Without realizing she had planned it, she swung off the motorway at the next exit, indicating at the last possible moment, and then took several turnings at random. They took her deep into the heart of completely unknown countryside and into a bewilderment of lanes, out of which she would probably never find her way, so it really would be Beachy Head by way of Birmingham. But getting lost would be worth it if it proved to her stupid neurotic imagination that no one was following her.

It would prove it, of course. The man who had once driven a dark blue car–the man who had ruined her life–could not possibly be tailing her along these quiet roads. He was dead, and had been dead for more than five years. There could not possibly be any mistake about it. And she did not believe in ghosts–at least, she did not believe in ghosts who took to the road in blue hatchbacks, and whizzed along England’s motorways in pursuit of their prey.
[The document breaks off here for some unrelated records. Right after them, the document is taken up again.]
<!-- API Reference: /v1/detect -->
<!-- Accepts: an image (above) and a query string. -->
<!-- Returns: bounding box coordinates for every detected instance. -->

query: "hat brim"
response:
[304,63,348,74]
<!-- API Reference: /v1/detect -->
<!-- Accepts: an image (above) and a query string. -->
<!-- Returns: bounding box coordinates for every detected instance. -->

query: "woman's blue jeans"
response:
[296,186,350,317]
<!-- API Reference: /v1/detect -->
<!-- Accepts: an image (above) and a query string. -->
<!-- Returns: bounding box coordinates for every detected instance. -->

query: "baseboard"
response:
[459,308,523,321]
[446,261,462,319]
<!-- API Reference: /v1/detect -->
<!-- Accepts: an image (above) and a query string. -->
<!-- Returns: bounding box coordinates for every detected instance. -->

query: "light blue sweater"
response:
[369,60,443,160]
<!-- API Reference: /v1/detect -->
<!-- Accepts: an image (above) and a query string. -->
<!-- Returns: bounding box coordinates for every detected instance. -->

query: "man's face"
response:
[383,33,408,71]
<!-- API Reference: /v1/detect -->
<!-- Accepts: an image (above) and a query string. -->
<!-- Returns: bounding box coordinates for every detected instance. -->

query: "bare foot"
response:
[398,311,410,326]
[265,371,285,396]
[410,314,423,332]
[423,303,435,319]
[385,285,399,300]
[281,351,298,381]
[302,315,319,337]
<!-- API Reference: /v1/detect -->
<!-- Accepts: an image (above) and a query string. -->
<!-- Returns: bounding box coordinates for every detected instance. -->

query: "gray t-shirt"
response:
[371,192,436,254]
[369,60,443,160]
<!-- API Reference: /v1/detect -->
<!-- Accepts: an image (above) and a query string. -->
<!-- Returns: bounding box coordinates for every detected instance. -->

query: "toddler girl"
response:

She glanced in the driving mirror again, fully prepared to see a clear stretch of road behind her, and panic gripped her. The car was still there–still keeping well back, but definitely there. Was it the same car? Yes, she thought it was. She briefly considered pulling onto the grass verge and seeing what happened. Would the driver go straight past? (Giving some kind of sinister, you-are-marked-for-death signal as he went…? Oh, don’t be ridiculous!)

Still, if he did drive past she could try to see his face. Yes, but what if there wasn’t a face at all? What if there was only something out of a late-night, slash-and-gore film? A grinning skull, a corpse-face?

 

It had not been a corpse-face that first night in the tiny recovery room off A&E. It had been an attractive, although rather weak face, young and desperately unhappy. Antonia could still remember how the unhappiness had filled the small room, and how the young man in the bed had shrugged away from the doctors in the classic but always heart-breaking gesture of repudiation. Face turned to the wall in the silent signal that said, I don’t want to be part of this painful world any longer. At first he had turned away from Antonia, who had been the on-call psychiatrist that night. She had been dozing in the duty room on the first floor when her pager went, and she had paused long enough to dash cold water onto her face, slip into her shoes and pull on a sweater before going quickly through the corridors of the hospital.